It was about a year ago that start-up cloud provider Profitbricks raised their profile by offering an exclusively Infiniband connected cloud at half the price of Amazon Web Services, banking that price performance was the key. Since that time new cloud providers have appeared, well-known vendors have ramped up their cloud offerings and lowered prices, and the industry had focused on reliability as they attempted to make IaaS a regular piece of the potential customer’s thought process.
As Larry Dignan reported earlier this week, the cloud price wars have been an ongoing battle, with the major providers involved in an ongoing price war for most of 2013. But this week’s events clearly signaled the start of a major engagement in the ongoing war.
Let’s start with Cisco’s announcement. Always a player in providing the equipment for cloud providers everywhere, Cisco plans to go straight up against these customers with the announcement of plans to start their own cloud service provider business, with an initial pledge of $1 billion to get the service up and running. Now normally the repercussions from such an announcement would start shaking things up, but it’s clear that Cisco didn’t expect to immediately find itself behind the curve.
No sooner had this announcement had time to sink in before Google announced that it was making major price cuts in the cost of their services after announcing that cloud prices weren’t dropping fast enough, pointing out that the 6 to 8 percent annual reduction in service costs were lagging behind the 30 percent annual drop in hardware costs.

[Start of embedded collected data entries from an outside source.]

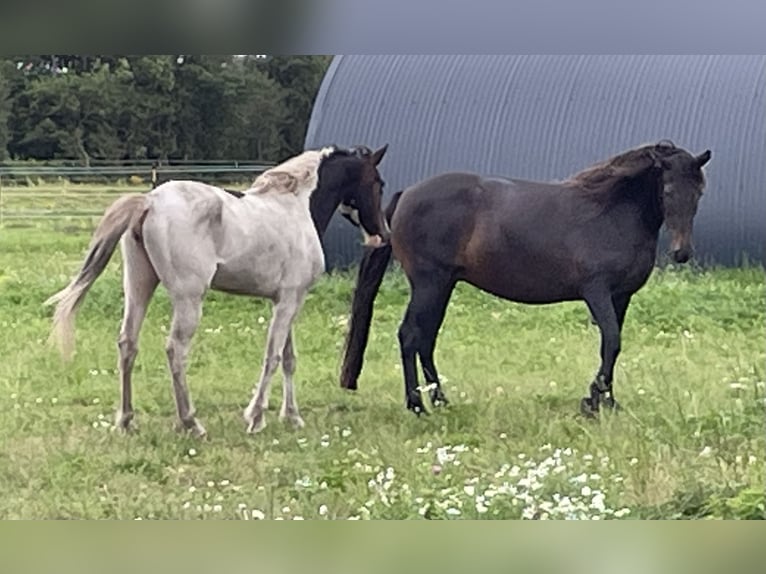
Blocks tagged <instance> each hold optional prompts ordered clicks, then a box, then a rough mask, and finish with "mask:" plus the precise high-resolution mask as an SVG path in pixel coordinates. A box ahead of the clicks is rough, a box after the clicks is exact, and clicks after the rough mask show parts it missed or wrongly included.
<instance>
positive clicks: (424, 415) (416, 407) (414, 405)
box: [407, 403, 429, 418]
mask: <svg viewBox="0 0 766 574" xmlns="http://www.w3.org/2000/svg"><path fill="white" fill-rule="evenodd" d="M407 409H409V410H410V411H412V412H413V413H415V415H417V417H418V418H420V417H421V416H428V414H429V413H428V411H427V410H426V407H425V405H423V404H422V403H421V404H419V405H407Z"/></svg>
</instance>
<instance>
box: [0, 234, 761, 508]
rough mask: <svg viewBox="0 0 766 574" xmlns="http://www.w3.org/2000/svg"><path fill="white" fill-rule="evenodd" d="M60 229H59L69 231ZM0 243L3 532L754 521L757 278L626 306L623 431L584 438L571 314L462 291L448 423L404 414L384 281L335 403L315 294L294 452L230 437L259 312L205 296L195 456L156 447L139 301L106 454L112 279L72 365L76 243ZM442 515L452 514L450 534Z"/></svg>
mask: <svg viewBox="0 0 766 574" xmlns="http://www.w3.org/2000/svg"><path fill="white" fill-rule="evenodd" d="M75 227H76V226H75ZM75 227H72V228H71V229H69V231H70V232H69V233H66V232H64V231H62V230H63V229H65V226H62V225H60V224H59V226H58V228H54V227H50V226H49V227H46V226H44V225H37V226H36V227H34V228H27V229H12V228H5V229H0V518H27V519H38V518H119V519H133V518H144V519H147V518H243V517H248V518H251V517H253V515H255V516H256V517H260V516H261V515H263V516H265V517H266V518H285V519H289V518H293V517H296V516H301V517H304V518H319V517H327V518H351V517H359V518H362V519H364V518H368V517H370V518H420V517H421V516H426V517H434V518H439V517H450V518H452V517H459V518H518V517H522V516H523V517H542V518H545V517H550V518H562V517H583V518H584V517H598V518H610V517H614V516H615V515H617V516H624V517H627V518H636V517H643V518H673V517H702V516H707V517H739V518H752V517H762V516H763V512H764V496H763V484H764V476H765V474H764V452H765V451H766V448H765V447H766V439H765V438H764V437H765V432H764V430H765V427H764V413H765V408H766V407H765V404H764V401H765V397H766V391H765V390H764V380H766V375H765V374H764V359H765V358H766V346H765V345H764V342H765V341H764V339H765V338H766V334H765V333H764V318H765V317H764V315H765V312H764V311H765V310H764V273H763V270H762V269H759V268H750V269H742V270H716V271H706V272H701V271H695V270H691V269H683V270H667V271H663V272H656V273H655V275H653V277H652V279H651V280H650V282H649V284H648V285H647V286H646V287H645V288H644V289H643V290H642V291H640V292H639V294H637V295H636V296H635V297H634V302H633V304H632V306H631V308H630V309H629V311H628V316H627V320H626V326H625V330H624V334H623V352H622V354H621V356H620V358H619V361H618V365H617V369H616V382H615V384H616V387H615V388H616V396H617V397H618V399H619V400H620V401H621V403H622V405H623V407H624V411H623V412H621V413H620V414H619V415H617V416H604V417H603V418H602V420H601V421H600V422H593V421H587V420H584V419H582V418H580V417H579V415H578V404H579V400H580V397H581V396H583V395H584V394H585V392H586V390H587V386H588V383H589V381H590V380H591V378H592V376H593V374H594V372H595V370H596V369H597V367H598V364H599V359H598V346H599V337H598V332H597V329H596V328H595V327H594V326H592V325H590V323H589V318H588V315H587V312H586V310H585V306H584V304H582V303H579V304H575V303H572V304H561V305H555V306H545V307H531V306H523V305H517V304H513V303H509V302H504V301H501V300H499V299H496V298H493V297H491V296H489V295H486V294H483V293H481V292H479V291H477V290H475V289H473V288H470V287H468V286H460V287H459V288H458V289H457V290H456V292H455V294H454V297H453V300H452V302H451V304H450V307H449V309H448V313H447V317H446V321H445V324H444V326H443V328H442V332H441V335H440V339H439V344H438V347H437V353H436V361H437V366H438V367H439V369H440V372H441V373H442V375H443V377H444V380H445V383H444V386H445V390H446V393H447V395H448V397H449V398H450V399H451V401H452V404H451V405H450V407H449V408H448V409H443V410H439V411H436V412H433V414H432V415H431V416H430V417H426V418H421V419H417V418H415V417H414V416H413V415H411V414H410V413H408V412H406V411H405V409H404V406H403V389H402V386H403V384H402V380H401V370H400V367H399V354H398V347H397V342H396V329H397V326H398V323H399V320H400V318H401V315H402V313H403V311H404V306H405V303H406V298H407V289H406V282H405V281H404V279H403V277H402V276H401V275H399V274H398V273H392V274H390V275H389V276H387V278H386V280H385V281H384V283H383V286H382V289H381V293H380V295H379V297H378V300H377V302H376V316H375V319H374V323H373V328H372V334H371V339H370V344H369V347H368V354H367V362H366V365H365V370H364V371H363V374H362V377H361V379H360V390H359V391H358V392H357V393H356V394H351V393H348V392H345V391H343V390H341V389H340V388H339V386H338V382H337V375H338V370H339V363H340V350H341V345H342V342H343V337H344V334H345V326H344V321H345V318H346V313H347V311H348V307H349V302H350V299H351V294H352V290H353V276H352V275H351V274H340V275H335V276H328V277H325V278H323V279H322V280H321V281H320V283H319V284H318V285H316V287H315V288H314V289H313V291H312V294H311V295H310V297H309V299H308V300H307V302H306V305H305V307H304V309H303V312H302V313H301V315H300V317H299V319H298V321H297V325H296V344H297V350H298V370H297V373H296V382H297V398H298V404H299V405H300V408H301V412H302V415H303V418H304V419H305V421H306V428H305V429H302V430H300V431H296V430H294V429H292V428H291V427H289V426H286V425H283V424H281V423H280V422H279V420H278V418H277V411H278V408H279V404H280V402H281V375H278V376H277V377H276V378H275V380H274V390H273V392H272V401H271V402H272V409H271V410H270V411H269V413H268V415H267V423H268V426H267V427H266V429H265V430H264V432H263V433H262V434H260V435H257V436H249V435H247V434H246V433H245V432H244V423H243V421H242V418H241V413H242V409H243V408H244V406H245V405H246V404H247V402H248V400H249V398H250V394H251V389H252V385H253V384H254V382H255V381H256V378H257V376H258V372H259V369H260V364H261V359H262V353H263V346H264V342H265V336H266V327H267V324H268V319H269V317H270V307H269V305H268V303H266V302H263V301H259V300H255V299H247V298H238V297H233V296H227V295H222V294H217V293H211V294H209V296H208V298H207V300H206V304H205V312H204V316H203V319H202V324H201V326H200V329H199V331H198V334H197V336H196V338H195V340H194V345H193V348H192V352H191V355H190V366H189V384H190V387H191V392H192V396H193V397H194V400H195V403H196V406H197V411H198V415H199V417H200V419H201V421H202V422H203V423H204V424H205V426H206V427H207V430H208V432H209V433H210V438H209V439H208V440H206V441H196V440H194V439H192V438H190V437H187V436H184V435H180V434H178V433H176V432H175V430H174V414H175V408H174V403H173V399H172V393H171V388H170V382H169V376H168V373H167V369H166V364H165V355H164V340H165V334H166V330H167V325H168V320H169V304H168V299H167V296H166V295H165V293H164V292H163V291H162V290H160V291H158V294H157V296H156V297H155V300H154V301H153V303H152V307H151V308H150V311H149V317H148V319H147V322H146V324H145V326H144V330H143V332H142V338H141V352H140V354H139V357H138V361H137V364H136V370H135V376H134V394H135V399H134V404H135V407H136V410H137V423H138V426H139V431H138V433H136V434H133V435H128V436H124V435H122V434H120V433H118V432H113V431H112V430H111V422H112V417H113V412H114V409H115V407H116V405H117V399H118V385H117V374H116V364H117V353H116V345H115V339H116V335H117V329H118V326H119V321H120V319H121V311H122V291H121V269H120V264H119V255H116V256H115V259H114V260H113V261H112V263H111V264H110V265H109V267H108V268H107V270H106V272H105V273H104V275H103V276H102V277H101V279H100V280H99V281H98V282H97V283H96V284H95V286H94V287H93V289H92V291H91V293H90V294H89V296H88V298H87V299H86V301H85V304H84V306H83V307H82V309H81V312H80V314H79V317H78V329H77V345H78V353H77V355H76V356H75V358H74V360H73V361H72V362H71V363H70V364H64V363H62V362H61V361H60V360H59V358H58V356H57V354H56V353H55V352H54V351H53V350H52V349H51V348H50V347H49V346H48V345H47V344H46V337H47V335H48V329H49V327H50V315H51V309H48V308H44V307H43V306H42V302H43V301H44V300H45V299H46V298H47V297H48V296H50V295H51V294H52V293H54V292H55V291H57V290H59V289H60V288H62V287H63V286H64V285H65V284H66V283H67V282H68V280H69V278H70V277H71V275H72V274H73V273H74V272H75V271H76V269H77V268H78V266H79V264H80V261H81V258H82V257H83V255H84V250H85V247H86V246H87V243H88V240H89V235H88V234H87V233H84V232H83V231H73V230H74V229H75ZM458 513H459V514H458Z"/></svg>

And to back up this claim they announced that they would be cutting prices for their cloud services by as much as 85 percent in some instances.
So while the industry was digesting this announcement came the immediate response from leading provider Amazon; they are cutting all prices by an average of 51 percent, giving additional impetuous to a cloud market where the cost of the services is rapidly approaching the basic cost of running the operation.
Given Microsoft’s previous response to price cuts it is a reasonable presumption that they too will soon be matching these reductions, while other Tier 1 cloud providers will be forced to follow suit, despite their lack of the deep pockets that Amazon, Google, and Microsoft possess. IBM, who has been ramping up their Softlayer cloud business, has been quiet on the issue, so far, but certain features of their offerings, such as bare-metal cloud capabilities, aren’t available from the other big-name players.
Regardless of how low the prices get, the big draw for cloud services for major companies will be based on reliability, availability, and security. All areas in which cloud providers have been struggling to prove themselves.
While picking a winner from the pack would be premature, I'm willing to go out on a short branch and point out a few likely losers. Pricing is going to make it very difficult for smaller providers to compete, as well as new start-ups looking to get into this business. Even Cisco will have to be very careful as it rolls out services, playing to their strengths and finding ways to differentiate what they offer from everyone else, despite their big budget.
But the one big name that may take the biggest hit from all this is Oracle. Despite CEO Larry Ellison already acknowledging that the cloud is a commodity product and that it has been eating away at their revenues, they plan to offer services competitive with Amazon come this summer. And with declining revenues in a cutthroat market, the Oracle Cloud is teetering on the edge of failure. And this might just be the push it dreads.